Plenty of other folk understood that too. Scrumpi sold “exceptionally well”, Miller-Kirkpatrick would later claim - some 200 were sold between late 1976 and the end of 1977, an impressive total for the time. The only thing close was National Semiconductor’s own amateur-oriented evaluation system, IntroKit, was then selling for around £70, which was much less than all other evaluation kits offered by chip makers, but the product wasn’t much use without the accompanying KBKit, a calculator-look gadget that hooked up to the IntroKit by way of a ribbon cable and provided a hex keyboard and an eight-digit LED display. KBKit was a further 70 quid.
“Oi loikes moi Scrumpi”
Soon after, National Semiconductor began pitching its LCDS (Low-Cost Development System) which had the same keyboard the MK14 would eventually use, along with four 72-pin slots for RAM, ROM, PROM and IntroKit CPU boards and such, all mounted on a large black stand. It cost £335 plus VAT and began to appear around the time that Ian Williamson was building his own Scamp-based processor board out of old Sinclair calculator parts.
Williamson, about to take a job in the motor industry and so no longer able to run a business selling microprocessor training boards, offered his kit design to Science of Cambridge’s Chris Curry. Curry was seeking a follow-up to SoC’s rather poor Calculator Watch offering. He agreed to market Williamson’s product, only to switch to the MK14, a slightly modified version of the National Semiconductor IntroKit, before Williamson’s hardware was put into production.
Williamson worked on his kit during the spring and summer of 1977, the same time that Chris Shelton was designing the Nascom 1 for Lynx Electronics, and Research Machines co-founder Mike Fischer was putting the finishing touches to the 380Z. The Nascom 1 was formally launched in November 1977, while the first 380Zs began shipping in December that year, though the machine had been demo’d in prototype form as early as May.

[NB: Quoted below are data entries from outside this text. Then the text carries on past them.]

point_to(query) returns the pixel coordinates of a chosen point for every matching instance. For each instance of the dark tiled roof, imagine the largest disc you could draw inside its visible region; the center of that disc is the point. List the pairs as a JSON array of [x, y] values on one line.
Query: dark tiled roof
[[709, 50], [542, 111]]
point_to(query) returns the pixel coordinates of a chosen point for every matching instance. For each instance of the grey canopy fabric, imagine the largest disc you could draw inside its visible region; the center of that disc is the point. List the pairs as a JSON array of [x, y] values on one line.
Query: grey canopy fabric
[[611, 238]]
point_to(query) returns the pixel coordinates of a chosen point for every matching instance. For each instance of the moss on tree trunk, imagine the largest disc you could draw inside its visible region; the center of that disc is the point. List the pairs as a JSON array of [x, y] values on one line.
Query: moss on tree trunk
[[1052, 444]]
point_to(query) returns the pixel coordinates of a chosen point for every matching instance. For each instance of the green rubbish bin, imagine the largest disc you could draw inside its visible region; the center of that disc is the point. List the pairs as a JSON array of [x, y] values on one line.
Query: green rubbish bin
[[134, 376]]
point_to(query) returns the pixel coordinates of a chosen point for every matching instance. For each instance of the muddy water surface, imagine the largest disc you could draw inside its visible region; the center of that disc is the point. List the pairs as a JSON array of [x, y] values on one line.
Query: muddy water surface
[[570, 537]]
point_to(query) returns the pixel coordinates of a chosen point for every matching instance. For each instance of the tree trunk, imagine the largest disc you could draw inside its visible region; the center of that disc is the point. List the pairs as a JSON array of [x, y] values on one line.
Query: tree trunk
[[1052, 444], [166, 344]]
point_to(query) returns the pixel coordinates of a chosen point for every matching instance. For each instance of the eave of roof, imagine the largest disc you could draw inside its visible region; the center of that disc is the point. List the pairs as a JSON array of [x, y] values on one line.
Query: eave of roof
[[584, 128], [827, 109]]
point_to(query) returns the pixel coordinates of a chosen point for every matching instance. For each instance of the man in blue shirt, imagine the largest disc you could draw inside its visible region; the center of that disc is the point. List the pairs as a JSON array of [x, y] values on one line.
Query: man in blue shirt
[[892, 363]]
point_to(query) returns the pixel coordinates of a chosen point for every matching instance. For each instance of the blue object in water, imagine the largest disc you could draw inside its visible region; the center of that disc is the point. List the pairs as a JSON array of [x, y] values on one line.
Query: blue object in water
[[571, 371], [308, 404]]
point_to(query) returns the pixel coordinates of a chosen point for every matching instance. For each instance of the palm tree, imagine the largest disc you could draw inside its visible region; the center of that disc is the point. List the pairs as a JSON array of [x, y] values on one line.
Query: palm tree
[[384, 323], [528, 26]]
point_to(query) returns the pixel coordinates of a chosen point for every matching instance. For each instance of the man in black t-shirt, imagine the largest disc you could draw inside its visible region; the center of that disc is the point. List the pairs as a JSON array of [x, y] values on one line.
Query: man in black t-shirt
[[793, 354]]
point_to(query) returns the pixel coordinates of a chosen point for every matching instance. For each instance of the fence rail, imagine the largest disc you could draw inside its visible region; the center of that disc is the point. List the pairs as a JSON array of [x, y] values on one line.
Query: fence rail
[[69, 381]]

Scrumpi memories: A user remembers
I can describe parts of it, though with only partial recall. There was a row of switches along the bottom. Four switches handled reset (momentary), single step (momentary), run (momentary) and slow run (toggle). There were eight toggle switches directly on the data bus. I think there were no switches on the address bus, I believe there was another switch for load and address increment (momentary), or maybe separate switches for load and address increment.
I’m not certain of this, being unable to select an address without resetting and stepping through would have been painfully long-winded in the event of an entry error, but I’m pretty sure there were no switches on the address. I believe there were eight control switches altogether, which means there may have been two more the function of which I no longer recall.
Mine started out with 256 bytes of RAM – no ROM on a Scrumpi – which I soon increased to 512, the maximum for which the board was designed. I then added another 1KB on a small add-on board of my own design. My first program was "Mastermind". Output was very crude, you loaded a register with a value you wanted to display and stopped the processor with that value showing on the data bus.
As there was no ROM, you had to reload everything in binary on power down, so I added a motor-cycle battery as backup power and left it on trickle charge.
I worked for Sperry Univac at the time and got an old scrap CRT terminal and put the Scrumpi inside, and wrote a very small hex monitor program with keyboard and screen routines and a tape interface. Of course, this had to be entered manually in binary, but once loaded, further programming was much more efficient.
It was a very crude device, but the low level of the interface was excellent at teaching the basics of how micro-processors worked and were interfaced to.